One Profile, Every AI Tool: Using MemoryCode Across Claude, Cursor, and Windsurf

Most people who work seriously with AI don't use just one tool. Claude Desktop for research and writing. Cursor for code. Windsurf for a different part of the workflow. And maybe Claude.ai or ChatGPT when you're on a different machine or need a quick session.

The friction this creates is usually invisible until you notice it: you've explained your background, preferences, and working style to each tool separately, at different levels of detail, and they've each drifted in different directions.

MemoryCode is designed to solve this across every tool you use.


The Multi-Tool Context Problem

When you start a new session in any AI tool, the model has no memory of previous conversations. This is by design — privacy and isolation are the default. But it means that every tool you use maintains a separate, disconnected understanding of who you are.

A few patterns emerge:

Tool-by-tool configuration drift. You might have detailed custom instructions in Cursor, a shorter profile in Claude Desktop, and nothing configured in Windsurf. Over time, these diverge further.

The context tax on every switch. Moving from Cursor to Claude Desktop to handle a question outside the IDE means re-establishing context — either by pasting a system prompt, relying on the model's default behavior, or just accepting lower-quality output.

Chip switching without portability. If you've figured out that a "structured output" mode works better for reports and a "creative divergence" mode works for ideation, that knowledge is locked in your head — not in a format that travels across tools.

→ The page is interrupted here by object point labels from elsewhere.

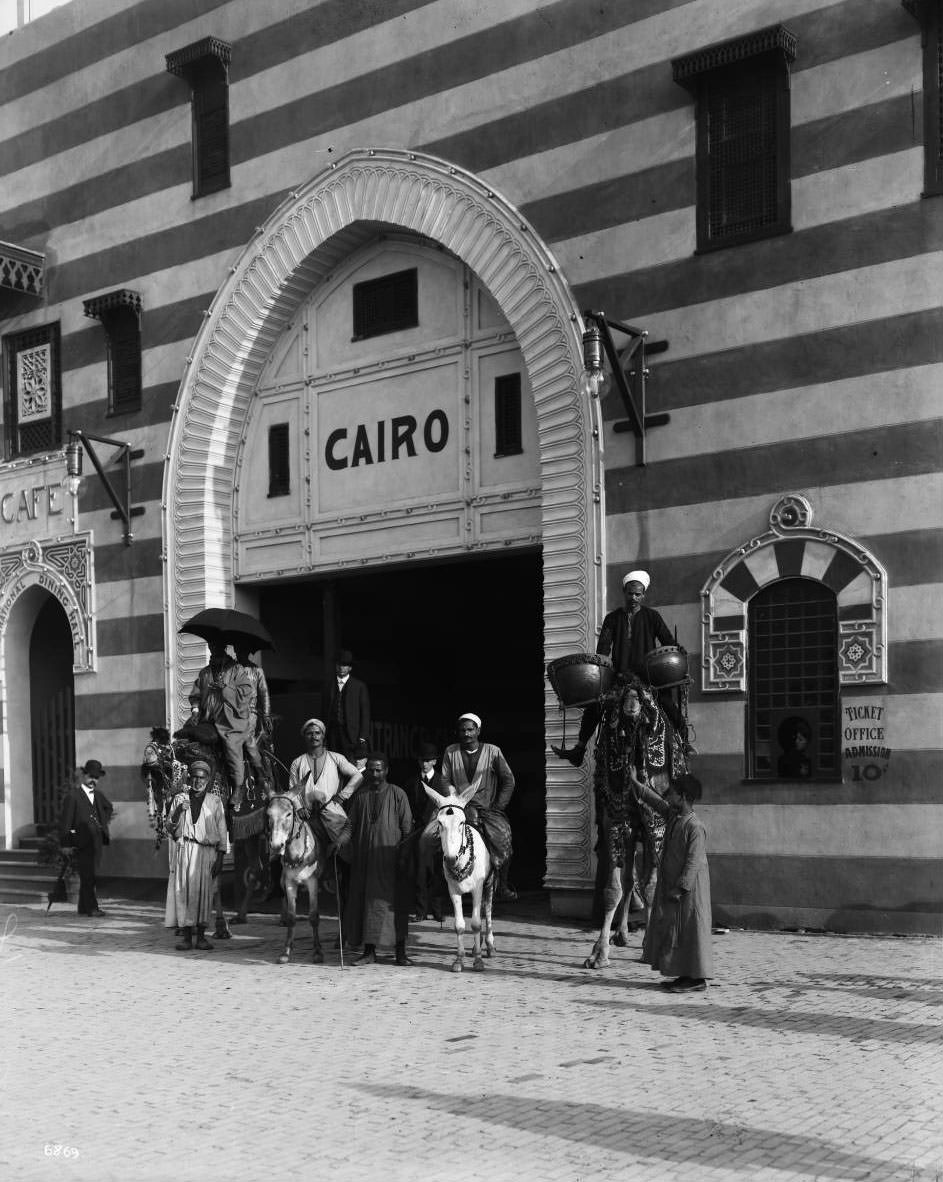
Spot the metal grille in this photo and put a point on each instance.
(507, 415)
(742, 151)
(388, 304)
(793, 675)
(37, 434)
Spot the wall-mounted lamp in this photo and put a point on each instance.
(592, 359)
(123, 508)
(629, 371)
(72, 481)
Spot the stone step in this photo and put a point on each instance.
(24, 896)
(28, 872)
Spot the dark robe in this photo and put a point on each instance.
(376, 911)
(677, 939)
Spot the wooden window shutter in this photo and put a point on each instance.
(124, 361)
(388, 304)
(210, 106)
(279, 460)
(507, 415)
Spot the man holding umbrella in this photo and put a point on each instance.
(225, 692)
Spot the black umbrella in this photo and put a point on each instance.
(231, 627)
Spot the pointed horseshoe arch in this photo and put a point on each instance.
(312, 231)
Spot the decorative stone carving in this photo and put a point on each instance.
(64, 569)
(297, 248)
(789, 549)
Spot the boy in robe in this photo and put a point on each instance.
(677, 939)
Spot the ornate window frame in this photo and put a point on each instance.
(789, 549)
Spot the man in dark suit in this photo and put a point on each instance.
(83, 823)
(349, 710)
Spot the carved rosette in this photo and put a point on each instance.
(792, 547)
(64, 569)
(296, 249)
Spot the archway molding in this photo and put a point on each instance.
(297, 248)
(792, 547)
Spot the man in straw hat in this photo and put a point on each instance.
(628, 635)
(197, 823)
(83, 824)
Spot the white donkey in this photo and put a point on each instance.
(468, 871)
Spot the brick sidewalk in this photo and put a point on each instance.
(811, 1057)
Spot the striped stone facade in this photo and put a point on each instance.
(560, 151)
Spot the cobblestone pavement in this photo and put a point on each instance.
(811, 1057)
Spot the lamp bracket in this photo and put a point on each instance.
(124, 454)
(630, 374)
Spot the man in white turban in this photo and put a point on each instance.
(626, 636)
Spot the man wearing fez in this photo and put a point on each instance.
(83, 824)
(197, 823)
(349, 710)
(628, 635)
(377, 908)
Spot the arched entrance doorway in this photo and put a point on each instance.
(51, 708)
(39, 732)
(298, 249)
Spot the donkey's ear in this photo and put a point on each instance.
(435, 796)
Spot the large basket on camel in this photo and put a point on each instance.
(580, 677)
(667, 667)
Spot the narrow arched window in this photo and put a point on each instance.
(793, 686)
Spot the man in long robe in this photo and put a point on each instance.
(470, 759)
(197, 823)
(677, 939)
(325, 779)
(628, 635)
(378, 897)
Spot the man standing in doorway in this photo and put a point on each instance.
(83, 824)
(461, 765)
(349, 710)
(628, 635)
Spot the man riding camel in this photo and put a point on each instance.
(628, 635)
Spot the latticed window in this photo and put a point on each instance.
(793, 697)
(206, 67)
(33, 397)
(388, 304)
(742, 90)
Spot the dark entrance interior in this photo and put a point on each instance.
(51, 709)
(430, 642)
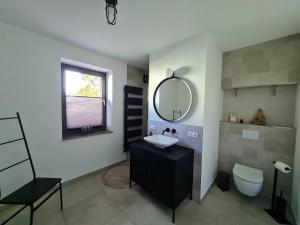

How MemoryCode Addresses This

MemoryCode separates your context into two layers that both travel with you:

Identity — your professional profile, background, skills, and goals. You configure this once. It doesn't change based on which tool you're using or what task you're working on.

Cognitive Chip — the behavioral layer: how you want the AI to reason and respond. You pick the chip that fits the current task. The same chips are available regardless of which AI tool you're using.

Both layers can be delivered to any AI tool using one of two methods.


Connecting MemoryCode to Multiple Tools

Claude Desktop

Claude Desktop supports MCP natively. Once you configure @memorycode/mcp-server in Claude Desktop's config file, your identity and active chip load automatically at session start.

Claude Desktop setup guide

Cursor

Cursor supports MCP servers in its agent mode. The MemoryCode server connects the same way as in Claude Desktop — a one-time config edit, then automatic loading.

Cursor setup guide

Windsurf

Windsurf's Cascade agent supports MCP. Adding the MemoryCode server gives Cascade access to your identity and active chip.

Windsurf setup guide

LM Studio

LM Studio supports MCP for local models. If you're running models locally and want the same profile available there, the setup process is the same as other MCP clients.

LM Studio setup guide

Claude.ai, ChatGPT, Gemini, and Other Web Tools

Web-based tools don't support MCP, but QuickCopy handles them. Generate your context block in MemoryCode and paste it into Claude.ai's "Set a system prompt" field, ChatGPT's Custom Instructions, or the opening message of any session.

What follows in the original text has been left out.